後に、少女には救いの手が差し伸べられる。彼女の力は特別なものであり、これからは然るべき保護が与えられるという。そして彼女は告げられる。あの『さいはての島』での出来事は忘れてしまえと。
それを断固として拒絶したとき、ある意味では彼女の、そして彼の〈生〉は始まったのだ。彼女たちが辿る道のりは、甘いものかもしれないし、苦いものかもしれない。楽しいものかもしれないし、哀しいものかもしれない。でも、それこそが生きるということ。そのあり方を想像してみることは素敵なことではないだろうか。ぜひ、彼らの行く末を、その目で見守ってあげていただきたい。
別れはいずれやってくる。
輝かしい時間の名残とともに、思い出を噛み締めるときがやってくる。
それこそが幸福の証明。その甘さは舌先に残り続け、その暖かさは氷った心を暖め続けることだろう。
凍てつくような白い闇を、孤独な少女は歩いていく。
ついに力尽き倒れ込む彼女を優しくすくい上げたのは、孤独という感情さえ知らない氷の獣だった。
ともすれば相手を破滅させる共依存になってしまいそうな危うさを秘めた展開でしたが、相手を思うからこそ別れを告げることができる。これって溺愛よりもはるかに愛だと思うんです。

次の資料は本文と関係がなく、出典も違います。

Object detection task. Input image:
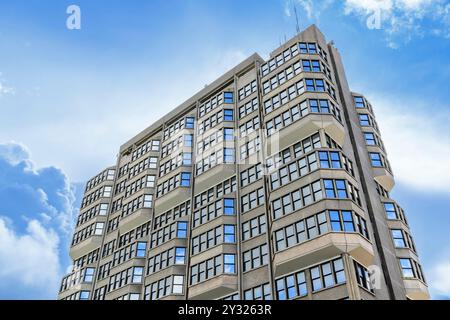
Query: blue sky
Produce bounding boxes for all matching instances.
[0,0,450,299]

寂しさと悲しさが手をつないで二人を会わせたんだ、なんて歌がありましたが、この話を読んでその歌詞が浮かびました。
哀しいままでは終わりません。
読み終えたとき、きっとこの冬の空気のように清々しい気分に満ちていることでしょう。
寒さ厳しいこんな季節だからこそ読んでほしい一作です。
これこそ異世界ファンタジーにおける模範的恋愛と言えるでしょう。
恋愛小説といえどもファンタジーなのだから、そこには現実とはかけ離れたまったく別の「異世界ならでは」の日常生活が在るはすなのです。それを活かしながらも、リアリティを壊す事なく読者の心をときめかせるような恋愛を描いてもらいたい。それが読み手としての本音でございます。
この作品は見事その期待に応えてくれました。
氷狼精霊センと一人ぼっちの少女が出会い、孤独に生きた二つの魂が互いを求める。なんと美しい物語でございましょう。氷雪の世界しか知らぬセンが、それでも少女を想い試行錯誤して彼女を助ける優しさ。彼女の将来を案じ、人の世界へと帰るよう勧める聡明さ。心を打つものがありました。そして同時に、孤独しか知らぬ者が己の不遇に気付きもしない侘しさがこの作品にはありました。
氷の牢獄で独り眠り続けるセンは、本当の意味で人間を好きになれるのでしょうか?
わずか六千字程度でありながら、ロマンあふれる異世界の小旅行へと誘ってくれる名作。
ファンタジー好きであれば、是非!
忌み嫌われ、疎まれて捨てられた少女と、人に危害を与えてしまう程強力な魔法を持った氷の魔物。ふたりは出会い、種族を越えて互いの孤独を埋めていく。
ふたりが過ごした時間は、魔物にとってみるとほんのわずかな時間だったかもしれない。でも、その時間は幸せだったのだろうと最後の場面が知らせてくれる。どんな風に人生を全うしたのか、きっと楽しい時を刻んできたのだろう、などと想像が膨らんでしまう。
残された氷の魔物は、再び孤独の中に沈むのでしょうか。いえ、その孤独を凌ぐほどの大きな愛で満たされているはずだと、そう思いたい。とても優しい愛に溢れた作品。